Pedra, Papel e Tesoura

3 de junho de 2020

Anonymous e Bolsonaro.

Recentemente, o Anonymous obteve dados pessoais de vários ministros, alguns deputados e do próprio presidente do Brasil, vazando-os no Pastebin. Os dados ficaram online apenas por pouco tempo, mas muitos conseguiram obtê-los antes de serem apagados. Agora, tem gente ameaçando a família da Sara Winter e pessoas depredando a casa do Weintraub. Até aqui, nada fora do comum. Mas, então, uma conta falsa (que eu não sabia que era falsa) afirmou que o Anonymous revelaria a ligação entre Bolsonaro e a morte de uma pessoa pública. Aquilo me fez pensar imediatamente em Teori Zavaski, mas aí eu lembrei que, à época, Bolsonaro era um desconhecido sem influênica. Então lembrei da Mariele Franco. Mas o próprio grupo Anonymous desmentiu a informação no dia seguinte, dizendo que não seriam eles a fazer essa ligação. Sua ação foi, portanto, limitada ao vazamento de dados, alguns dos quais podem ser encontrados fuçando edições antigas dos diários oficiais, que são públicos. Mas suponhamos que o Anonymous tivesse como provar uma ligação entre Bolsonaro e Mariele, o que poderia acontecer?
Meu sobrinho é fã do Anonymous e eu expliquei pra ele o que aconteceria se esse grupo resolvesse vazar algum tipo de prova irrefutável de que Bolsonaro está envolvido no caso Mariele Franco. Primeiramente, seria uma denúncia anônima que precisaria ser averiguada. Com Bolsonaro aparelhando a polícia federal, a apuração de uma denúncia dessas poderia sair lentamente ou nem sair. Segundo, se fosse realmente uma prova, seria uma prova obtida por vias ilegais. Nossa lei como está diz que provas obtidas ilegalmente são, muitas vezes, nulas.

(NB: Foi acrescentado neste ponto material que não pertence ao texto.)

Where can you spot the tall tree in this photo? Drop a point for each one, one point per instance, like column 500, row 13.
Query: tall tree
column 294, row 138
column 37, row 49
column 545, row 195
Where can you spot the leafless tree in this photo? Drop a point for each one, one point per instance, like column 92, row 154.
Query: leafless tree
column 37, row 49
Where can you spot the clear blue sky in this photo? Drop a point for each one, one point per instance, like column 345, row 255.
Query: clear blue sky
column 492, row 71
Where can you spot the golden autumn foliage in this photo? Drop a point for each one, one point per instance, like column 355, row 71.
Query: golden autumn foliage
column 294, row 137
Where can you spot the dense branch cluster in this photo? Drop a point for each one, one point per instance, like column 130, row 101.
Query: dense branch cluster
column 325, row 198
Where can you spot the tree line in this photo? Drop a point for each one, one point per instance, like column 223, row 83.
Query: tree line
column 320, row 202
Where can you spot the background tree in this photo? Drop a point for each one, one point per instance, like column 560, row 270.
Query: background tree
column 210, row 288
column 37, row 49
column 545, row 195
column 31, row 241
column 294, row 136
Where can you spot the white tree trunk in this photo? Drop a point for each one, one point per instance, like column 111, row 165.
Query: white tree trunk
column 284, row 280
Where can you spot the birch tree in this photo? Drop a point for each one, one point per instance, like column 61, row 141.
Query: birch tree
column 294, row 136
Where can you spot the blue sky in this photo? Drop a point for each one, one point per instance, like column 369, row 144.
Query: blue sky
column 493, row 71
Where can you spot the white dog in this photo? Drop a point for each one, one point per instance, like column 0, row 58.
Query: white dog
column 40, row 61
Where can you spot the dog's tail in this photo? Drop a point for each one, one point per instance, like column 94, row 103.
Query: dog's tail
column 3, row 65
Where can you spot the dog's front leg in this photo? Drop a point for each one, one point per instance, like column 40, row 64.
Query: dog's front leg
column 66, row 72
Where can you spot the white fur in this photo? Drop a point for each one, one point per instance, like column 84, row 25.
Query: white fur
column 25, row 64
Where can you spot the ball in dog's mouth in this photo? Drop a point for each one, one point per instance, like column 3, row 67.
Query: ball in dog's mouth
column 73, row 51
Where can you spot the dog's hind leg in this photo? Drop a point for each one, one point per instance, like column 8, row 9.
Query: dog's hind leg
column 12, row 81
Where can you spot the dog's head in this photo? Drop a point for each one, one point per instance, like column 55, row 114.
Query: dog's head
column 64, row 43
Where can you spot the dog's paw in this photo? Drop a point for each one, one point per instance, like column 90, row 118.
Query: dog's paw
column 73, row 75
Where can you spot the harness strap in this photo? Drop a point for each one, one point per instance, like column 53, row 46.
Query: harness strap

Se Anonymous estivesse na posse de tal informação e tal informação fosse verídica, eles teriam feito sua parte vazando essa informação anonimamente, mas, a partir daí, o resto teria que ser feito pelo sistema jurídico deficiente no Brasil. Lembre que um escândalo que faria nações sérias ruborizarem resultaria em chefes de estado renunciando por lá, mas a gente esquece escândalos por aqui.
Não me entenda mal. Acredito que Bolsonaro há de cair, mas pelas razões certas e pelo processo devido. Barroso está no tribunal superior eleitoral agora e ele já falou que pautará os pedidos de cassação da chapa Bolsonaro/Mourão. Se a chapa for cassada, haverá novas eleições presidenciais, que poderão ocorrer concomitantemente às municipais.

Em seguida, há uns trinta pedidos de impeachment nas mãos do Maia, o qual só não os abre por medo de conflagração social. Tal conflagração poderá acabar acontecendo de qualquer forma, com os protestos pró-democracia voltando a acontecer, apesar do vírus. Melhor eu me preparar pra cursar pedagogia…
Anonymous opera através do discurso. Pra que haja efeito, o discurso precisa ser ouvido e o povo precisa agir de acordo. Infelizmente, no Brasil, isso é mais difícil. Se o Anonymous tivesse informações bombásticas de verdade, eles provavelmente ficariam decepcionados com o pequeno impacto que isso causaria no Brasil. Lembra da série de reportagens do Intercept que ficou conhecida como “vaza-jato”? Pois é, eu também tinha esquecido. E o Moro tá aí, incólume, voltando a ser endeusado.

Se eu pertencesse ao Anonymous, eu ficaria me perguntando se vale a pena tentar dialogar com um país no qual 30% de sua população continua com o presidente não importa o quê, mesmo com as acusações de crime de responsabilidade, acusações de interferir na polícia federal, acusações de tentar blindar os filhos… Pra essa gente, quem discorda do Messias está necessariamente errado. Não há diálogo com eles. Não havendo diálogo, não há discurso que surta efeito. Na possibilidade de a maioria protestar, a minoria vai avacalhar tudo e tentar, com violência, criar condições pro golpe militar.
O que podemos fazer então? Infelizmente, só protestar e esperar pra que a violência que poderia daí surgir simplesmente não surja. Mitigar os possíveis danos que manifestações poderiam causar à causa democrática, de forma que os protestos possam ocorrer sem que sejam contraproducentes, era isso que deveria ser feito.